Heinlein’s novel Starship Troopers influenced later “Space Marine” archetypes, including George Lucas’ Stormtroopers and Clone Troopers in starwars, and the Mecha Anime genre. His later work from him, like Stranger in a Strange Land and Time Enough for Loveexplored the themes of free expression, individual liberty, and emotional love.
two Arthur C Clarke
A true renaissance man of science, Arthur C. Clarke was not only an accomplished writer, but also an inventor, deep-sea explorer, and proponent of satellite communications. He not only wrote about science fiction, but actively tried to make it a reality.

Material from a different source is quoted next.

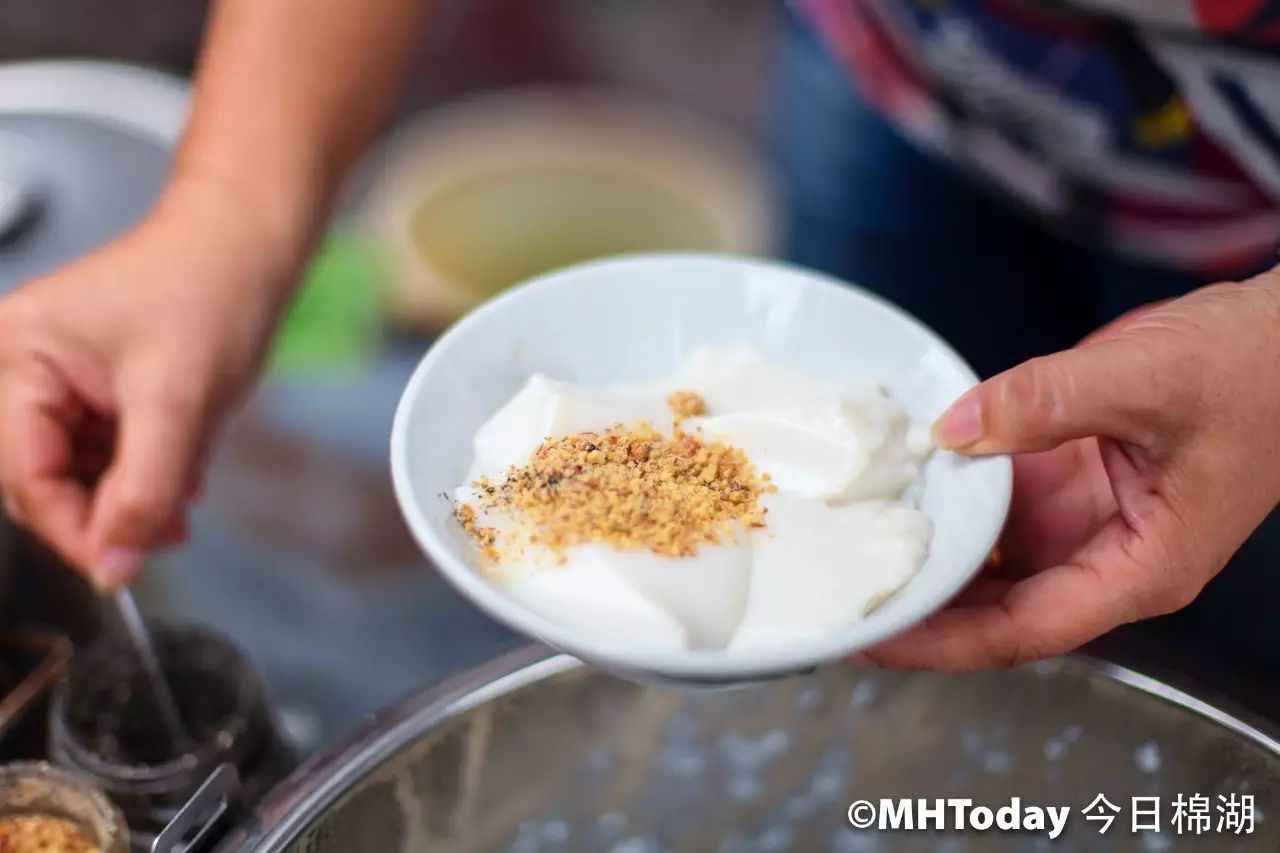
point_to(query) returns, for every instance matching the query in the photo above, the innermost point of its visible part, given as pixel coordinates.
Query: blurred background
(519, 123)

Clarke’s most known work, the space odyssey book series, was written in tandem with Stanley Kubrick’s now-famous screen adaptation, 2001: A Space Odyssey, which is widely considered the best sci-fi movie ever made. Clarke actually wrote both the screenplay and novel for 2001 during roughly the same time, with the book coming out just after the film’s release.
one Issac Asimov
One of the most prolific sci-fi writers of all time, Isaac Asimov penned more than 500 books. Asimov came from humble beginnings, born to a Jewish family in Russia during the tumultuous time of the Russian Revolution. Asimov and his family immigrated to the United States when he was 3, and he grew up in New York.
Asimov became a professor of biochemistry at Boston University while writing science fiction novels, his writing quickly became recognized, especially his Foundation series, which won the Hugo Award for “Best All-Time Series” in 1966. His Robot series of short stories was also highly regarded, with I Robot being adapted to film in 2004, starring Will Smith. Asimov was also well known for writing popular science books on physics, biology, and astronomy.